Google’s only looking out for #1…
Verizon-Google Net Neutrality Proposal Takeaways
August 9, 2010
Verizon and Google’s announced net neutrality legislative proposal is a significant new development with at least a couple of significant implications.
Takeaways:
First, it is even more clear that the FCC should give the legislative process time to play out on net neutrality.
While this is a legislative proposal of only two of the many major stakeholders in the net neutrality debate, it still sends a strong signal to Congress and the FCC that the stakeholder negotiating process — that has been occurring over the last several weeks — holds real potential for substantive progress and resolution, if the FCC is patient and gives the process the appropriate time and breathing room to play out.
- In the absence of any market problem — and with both this fresh evidence of progress in stakeholder negotiations and a strong majority of the Congress writing the FCC that they prefer a legislative solution over preemptive FCC action — the FCC should respect Congress’ prerogatives and let the legislative process play out.
- If the FCC were to rush ahead and unilaterally and hastily preempt Congress’ role this fall — with a declaratory ruling that effectively would legislate that broadband be regulated as a monopoly telecom service for the first time — the FCC would expose that they are more interested in an opportunistic power grab and asserting FCC policy supremacy, than in resolving this issue most effectively and constructively for the Nation overall.
- Moreover, if the FCC proves hostile to Verizon and Google’s proposed building block framework, and continues to prematurely give up on the stakeholder negotiating process, it will be speak volumes about the FCC’s real endgame here.
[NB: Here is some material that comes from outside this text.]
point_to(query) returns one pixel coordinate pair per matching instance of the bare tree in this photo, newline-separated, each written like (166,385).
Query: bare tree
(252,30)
- In supporting a legislative proposal where: “The FCC would enforce consumer protection and non-discrimination requirements through case-by-case adjudication, but would have no rulemaking authority with respect to those provisions” [bold added] — Google is signalling that the FCC’s current plan to self-assert sweeping regulatory authority over broadband via a Title II declaratory ruling is a non-starter.
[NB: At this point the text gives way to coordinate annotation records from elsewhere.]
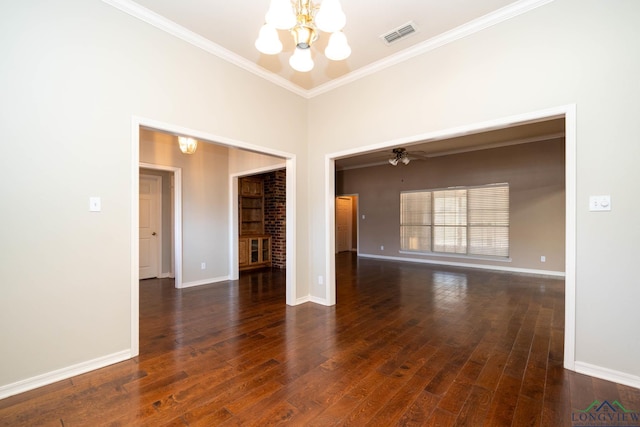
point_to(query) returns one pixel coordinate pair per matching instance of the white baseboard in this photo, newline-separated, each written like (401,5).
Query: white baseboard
(607,374)
(303,300)
(204,282)
(468,265)
(321,301)
(312,299)
(63,374)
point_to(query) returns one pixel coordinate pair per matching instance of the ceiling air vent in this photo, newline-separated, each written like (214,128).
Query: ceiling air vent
(399,33)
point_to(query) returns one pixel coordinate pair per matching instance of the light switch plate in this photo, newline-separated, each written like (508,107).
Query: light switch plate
(599,203)
(94,204)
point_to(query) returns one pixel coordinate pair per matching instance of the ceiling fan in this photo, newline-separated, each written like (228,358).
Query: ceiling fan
(401,155)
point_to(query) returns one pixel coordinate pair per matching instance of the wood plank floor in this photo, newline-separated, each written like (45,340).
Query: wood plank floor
(405,345)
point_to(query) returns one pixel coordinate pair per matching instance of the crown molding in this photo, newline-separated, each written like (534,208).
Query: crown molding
(134,9)
(471,27)
(479,24)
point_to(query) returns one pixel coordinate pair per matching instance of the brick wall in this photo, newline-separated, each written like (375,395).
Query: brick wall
(275,215)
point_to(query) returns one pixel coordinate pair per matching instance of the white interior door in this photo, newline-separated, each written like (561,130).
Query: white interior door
(149,226)
(343,224)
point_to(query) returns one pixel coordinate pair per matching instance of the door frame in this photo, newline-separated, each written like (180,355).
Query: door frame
(158,214)
(290,165)
(346,196)
(176,220)
(568,112)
- Moreover, Google proposes to allow due discrimination on broadband and to allow the FCC to decide that some types of prioritization of Internet traffic would not be considered discriminatory.
- Furthermore, Google proposes to allow wide latitude for reasonable network management and to exempt “additional online services” from the new non-discrimination requirement.
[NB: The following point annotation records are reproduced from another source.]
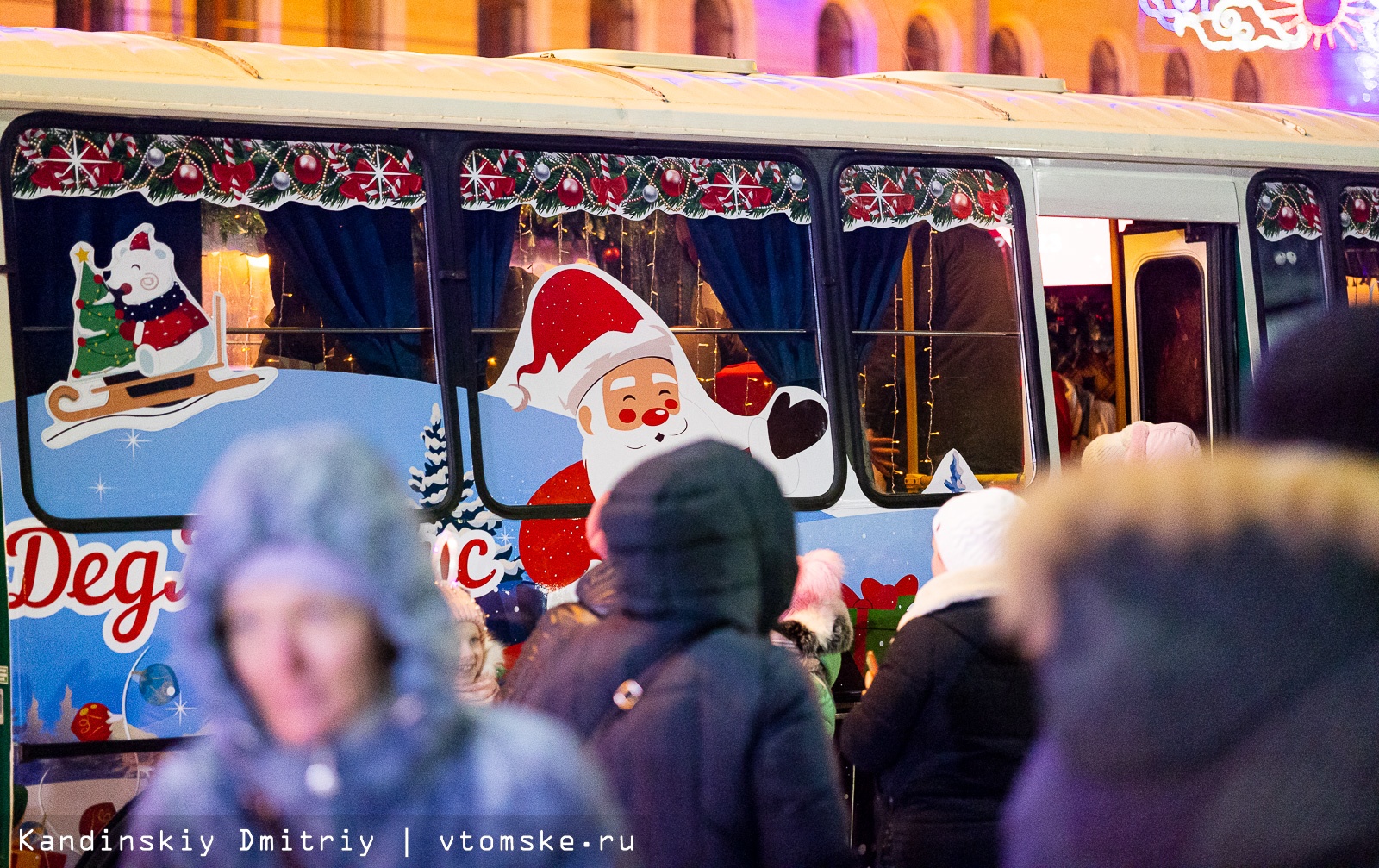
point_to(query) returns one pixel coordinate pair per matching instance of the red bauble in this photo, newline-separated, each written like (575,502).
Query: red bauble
(1287,218)
(91,723)
(1360,210)
(188,179)
(960,204)
(308,169)
(570,190)
(97,817)
(673,183)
In short, Verizon and Google appear to have changed the overall dynamic with their announcement, showing that stakeholder negotiations and the legislative option may be viable and should be given time and support to further develop.
- Those who don’t want a negotiated compromise, but seek a heavy-handed edict from the FCC, like FreePress, will surely push the FCC to go it alone, ignore Congress, and abandon the potential for a much more broadly negotiated settlement of this mess — that will only get messier if the FCC rushes to usurp both Congress’ and the Court’s authority.